ThinkPHP version 3.1 adds field legality detection for form submission, which can better protect data security. This feature is an important part of the 3.1 security feature.
Form field legality detection requires the creation method to be used to create a data object. There are two specific methods:
1. Attribute definition
The insertFields and updateFields properties can be configured for the model to add and edit form settings. When using the create method to create a data object, attributes that are not within the definition scope will be discarded directly to avoid illegal data submitted in the form.
The insertFields and updateFields properties are set using strings (comma splitting multiple fields) or arrays, for example:
class UserModel extends Model{
protected $insertFields = array('account','password','nickname','email');
protected $updateFields = array('nickname','email');
}
The fields set should be the actual data table fields, and are not affected by the field mapping.
When using it, when we call the create method, the insertFields and updateFields properties will be automatically identified according to the commit type:
D('User')->create();
When creating a data object using the create method, when adding new user data, fields other than 'account','password','nickname','email' will be blocked, and fields other than 'nickname','email' will be blocked when editing.

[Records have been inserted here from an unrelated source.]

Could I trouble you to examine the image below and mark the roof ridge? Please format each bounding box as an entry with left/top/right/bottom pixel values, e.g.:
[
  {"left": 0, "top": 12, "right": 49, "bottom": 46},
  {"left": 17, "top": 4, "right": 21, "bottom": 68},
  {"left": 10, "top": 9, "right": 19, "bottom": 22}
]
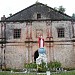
[{"left": 6, "top": 2, "right": 72, "bottom": 20}]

The following is the method of using string definition, which is also effective:
class UserModel extends Model{
protected $insertFields = 'account,password,nickname,email';
protected $updateFields = 'nickname,email';
}
2. Method call
If you do not want to define insertFields and updateFields properties, or if you want to call it dynamically, you can call the field method directly before calling the create method. For example, the implementation of the same function as the above example:
When adding user data, use:
$User = M('User');
$User->field('account,password,nickname,email')->create();
$User->add();
When updating user data, use:
$User = M('User');
$User->field('nickname,email')->create();
$User->where($map)->save();
The fields here are also actual data table fields. The field method can also be used in array mode.
After using field legality detection, you no longer need to worry about users injecting illegal field data when submitting the form. Obviously the second method is more flexible, choose according to your needs!